Out of Mao's Shadow by Philip Pan

Out of Mao's Shadow by Philip Pan

Author:Philip Pan
Language: eng
Format: mobi
ISBN: 9781416537069
Publisher: Simon & Schuster
Published: 2008-01-02T00:00:00+00:00


ON BOTH OCCASIONS that Chen Lihua agreed to meet with me, she gave me presents. At the end of my interviews with her, she would tell me to turn off my tape recorder and then motion to her secretary, a young, efficient-looking man hovering nearby, and he would scurry over with bags of gifts. The first time, Chen gave me a Chinese-style padded silk jacket and a long cashmere coat, both of which she insisted I try on for size before leaving. The coat cost nearly five hundred dollars, according to a price tag that was still attached to it. The next time, she gave me another silk jacket, and told her secretary to slip a thousand-dollar Hong Kong banknote in the pocket. I objected strenuously both times, telling her that American journalists generally did not accept gifts and that it was against the Washington Post’s policies. But the Rich Lady would hear none of it. She said reporters from around the world had interviewed her and accepted her presents, and if I refused, she would take it as a personal insult. Both times, we went back and forth about it for several minutes, and when I finally relented and told her I would take her gifts and donate them to charity, she seemed satisfied that she had gotten her way.

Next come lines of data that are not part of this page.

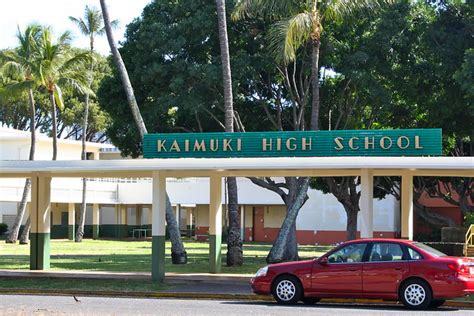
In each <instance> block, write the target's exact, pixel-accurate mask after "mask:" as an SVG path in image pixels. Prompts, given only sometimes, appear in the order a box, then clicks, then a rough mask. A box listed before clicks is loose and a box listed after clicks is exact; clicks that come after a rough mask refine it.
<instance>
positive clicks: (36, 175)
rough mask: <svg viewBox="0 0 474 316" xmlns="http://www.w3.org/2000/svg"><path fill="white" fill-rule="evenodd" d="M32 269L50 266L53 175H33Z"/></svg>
mask: <svg viewBox="0 0 474 316" xmlns="http://www.w3.org/2000/svg"><path fill="white" fill-rule="evenodd" d="M30 218H31V233H30V269H31V270H44V269H49V267H50V261H49V260H50V245H49V243H50V233H51V177H47V176H44V175H41V174H40V175H37V174H34V175H32V177H31V204H30Z"/></svg>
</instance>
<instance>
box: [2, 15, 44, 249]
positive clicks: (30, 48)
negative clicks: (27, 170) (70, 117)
mask: <svg viewBox="0 0 474 316" xmlns="http://www.w3.org/2000/svg"><path fill="white" fill-rule="evenodd" d="M40 35H41V27H40V26H39V25H36V24H31V25H29V26H27V27H26V29H25V31H24V32H23V33H22V32H21V31H20V30H19V29H18V33H17V38H18V41H19V43H20V46H19V47H17V48H16V49H14V50H13V51H7V52H5V53H4V54H3V57H4V59H5V63H4V65H3V67H2V72H3V73H4V74H5V75H6V76H7V77H9V78H14V79H13V80H14V82H13V83H9V84H8V85H6V86H5V89H4V91H5V92H7V93H8V92H9V91H25V90H27V91H28V101H29V108H30V109H29V112H30V135H31V142H30V154H29V160H34V158H35V149H36V126H35V113H36V109H35V100H34V97H33V89H34V88H35V86H36V83H37V81H36V80H35V77H34V75H33V71H32V69H33V66H34V63H35V60H36V53H37V46H38V41H39V37H40ZM30 190H31V179H30V178H27V179H26V181H25V186H24V188H23V194H22V197H21V201H20V204H19V205H18V211H17V216H16V218H15V223H14V224H13V227H12V228H11V232H10V234H9V235H8V237H7V239H6V242H7V243H16V241H17V239H18V234H19V232H20V226H21V223H22V221H23V217H24V215H25V210H26V203H27V199H28V195H29V193H30Z"/></svg>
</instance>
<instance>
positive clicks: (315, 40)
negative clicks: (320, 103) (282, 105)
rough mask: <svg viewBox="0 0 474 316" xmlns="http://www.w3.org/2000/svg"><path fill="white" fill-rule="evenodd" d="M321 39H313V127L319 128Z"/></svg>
mask: <svg viewBox="0 0 474 316" xmlns="http://www.w3.org/2000/svg"><path fill="white" fill-rule="evenodd" d="M320 45H321V43H320V41H319V40H314V41H313V50H312V52H311V88H312V92H313V93H312V100H311V129H312V130H314V131H317V130H319V106H320V102H319V47H320Z"/></svg>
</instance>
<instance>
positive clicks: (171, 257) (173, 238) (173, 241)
mask: <svg viewBox="0 0 474 316" xmlns="http://www.w3.org/2000/svg"><path fill="white" fill-rule="evenodd" d="M166 224H167V228H168V232H169V234H170V241H171V260H172V262H173V264H185V263H186V262H187V261H188V256H187V253H186V250H185V249H184V245H183V241H182V240H181V231H180V230H179V228H178V223H177V222H176V218H175V216H174V212H173V207H172V206H171V202H170V199H169V197H168V195H166Z"/></svg>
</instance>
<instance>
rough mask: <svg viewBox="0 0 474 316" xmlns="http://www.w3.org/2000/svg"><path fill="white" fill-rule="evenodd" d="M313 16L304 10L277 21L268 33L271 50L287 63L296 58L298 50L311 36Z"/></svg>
mask: <svg viewBox="0 0 474 316" xmlns="http://www.w3.org/2000/svg"><path fill="white" fill-rule="evenodd" d="M313 22H314V21H313V18H312V15H311V14H310V13H309V12H302V13H299V14H297V15H295V16H293V17H292V18H290V19H287V20H282V21H279V22H277V23H275V24H274V25H273V26H272V27H271V29H270V32H269V34H268V39H269V44H270V50H271V51H272V52H273V54H274V55H275V57H276V58H277V60H278V61H282V62H283V63H285V64H288V63H289V62H291V61H293V60H295V58H296V52H297V50H298V49H299V48H300V47H301V46H303V45H304V44H305V43H306V42H307V41H308V39H309V38H310V35H311V31H312V28H313Z"/></svg>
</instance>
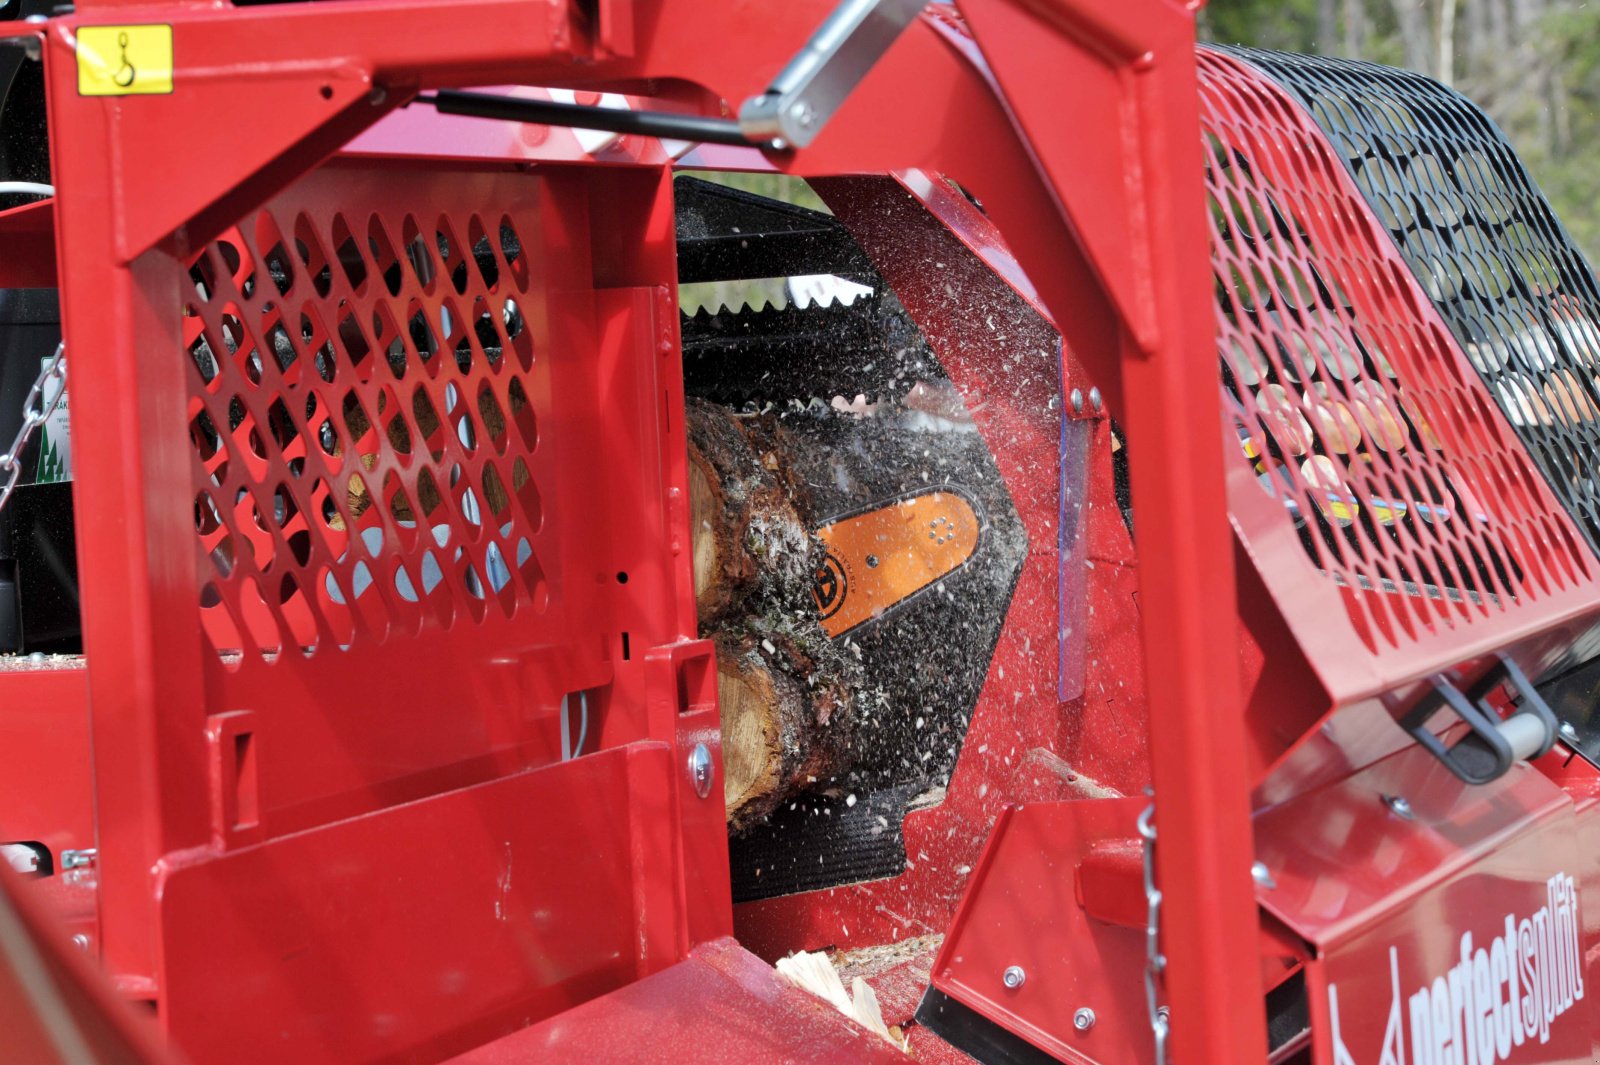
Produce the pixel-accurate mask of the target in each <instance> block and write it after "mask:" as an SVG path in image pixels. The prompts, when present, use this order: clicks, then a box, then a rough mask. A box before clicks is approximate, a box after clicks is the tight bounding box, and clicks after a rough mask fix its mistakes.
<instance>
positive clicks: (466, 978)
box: [157, 744, 682, 1065]
mask: <svg viewBox="0 0 1600 1065" xmlns="http://www.w3.org/2000/svg"><path fill="white" fill-rule="evenodd" d="M670 769H672V764H670V761H669V753H667V748H666V747H664V745H654V744H638V745H634V747H627V748H621V750H610V752H602V753H598V755H592V756H587V758H579V760H574V761H568V763H562V764H558V766H552V768H546V769H534V771H531V772H525V774H520V776H514V777H509V779H504V780H498V782H493V784H485V785H480V787H474V788H464V790H461V792H454V793H450V795H443V796H437V798H429V800H422V801H418V803H410V804H405V806H397V808H392V809H387V811H381V812H376V814H370V816H365V817H357V819H350V820H346V822H339V824H336V825H330V827H325V828H318V830H312V832H304V833H298V835H291V836H285V838H280V840H272V841H269V843H266V844H261V846H254V848H246V849H242V851H234V852H230V854H227V856H222V857H216V856H213V854H210V852H206V854H200V856H195V857H197V859H198V860H197V862H195V864H192V865H186V864H184V857H182V856H174V857H171V859H168V860H165V862H162V865H160V868H158V870H157V894H158V897H160V905H162V916H160V937H162V945H163V969H162V972H160V983H162V990H163V993H165V1007H163V1019H165V1023H166V1027H168V1031H170V1035H171V1036H173V1039H174V1041H176V1043H178V1046H179V1047H181V1049H182V1051H184V1052H186V1054H187V1055H189V1057H190V1059H192V1060H197V1062H275V1060H282V1059H283V1055H285V1054H288V1052H293V1055H294V1059H296V1060H298V1062H301V1063H302V1065H310V1063H312V1062H328V1063H330V1065H331V1063H342V1062H360V1060H394V1059H397V1057H405V1059H406V1060H424V1059H437V1057H440V1055H446V1054H453V1052H459V1051H464V1049H467V1047H472V1046H477V1044H480V1043H483V1041H486V1039H491V1038H496V1036H499V1035H504V1033H507V1031H512V1030H515V1028H518V1027H522V1025H525V1023H528V1022H530V1020H534V1019H539V1017H547V1015H550V1014H555V1012H558V1011H562V1009H566V1007H570V1006H574V1004H578V1003H581V1001H586V999H589V998H594V996H597V995H602V993H605V991H610V990H613V988H616V987H621V985H624V983H627V982H630V980H634V979H637V977H638V975H643V974H645V972H648V971H650V967H651V964H653V963H654V964H656V966H659V964H664V963H667V961H670V956H672V948H674V945H675V942H677V940H678V937H680V935H682V926H680V921H682V915H680V911H678V907H680V905H682V903H680V900H678V897H677V891H675V887H674V872H675V854H674V846H672V835H670V833H661V832H658V830H654V828H653V827H651V822H648V820H645V819H642V817H638V819H635V817H627V816H626V812H627V811H630V809H634V811H648V809H651V808H653V806H654V804H656V803H662V801H666V796H669V795H670V793H672V785H674V776H672V774H670ZM590 796H603V801H584V800H586V798H590ZM619 814H624V816H619Z"/></svg>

We met in a conference room on the second floor of her mansion, probably the same room where she had wooed Gao. Hanging on the hallway outside were separate photographs of Chen shaking hands with each of the nine men sitting on the Politburo Standing Committee at the time, as well as other photos of her with past party leaders and with foreign dignitaries such as Colin Powell. In person, Chen came across as more down-to-earth than she appeared on television. She was a large woman, and she projected a maternal air. She clearly enjoyed receiving guests, but she also seemed insecure about her limited schooling and humble background. She often mangled her sentences, and she strained to sound more literate by stringing together idioms that made little sense the way she used them. She spoke at length about red sandalwood—its beauty, its history, its scarcity—and at one point, she made me pinch her arm to demonstrate its beneficial health effects. “I’m in my sixties now, but can you tell?” she asked. I politely said no. “I’ve had diabetes for seventeen years, but can you tell?” she continued. “No, you can’t. Red sandalwood is great for my diabetes.”

Chen happily repeated the story about the antique wardrobe that she rescued during the Cultural Revolution, and she was eager to tell me about her run-in with the swarm of killer bees in the mountains of Burma. But whenever I asked about how she made her fortune, Chen would get evasive and resort to platitudes. “It was all through hard work,” she told me. “Some reporters have asked me where my money came from. They all want to ask this question, and today you’ve asked it, too.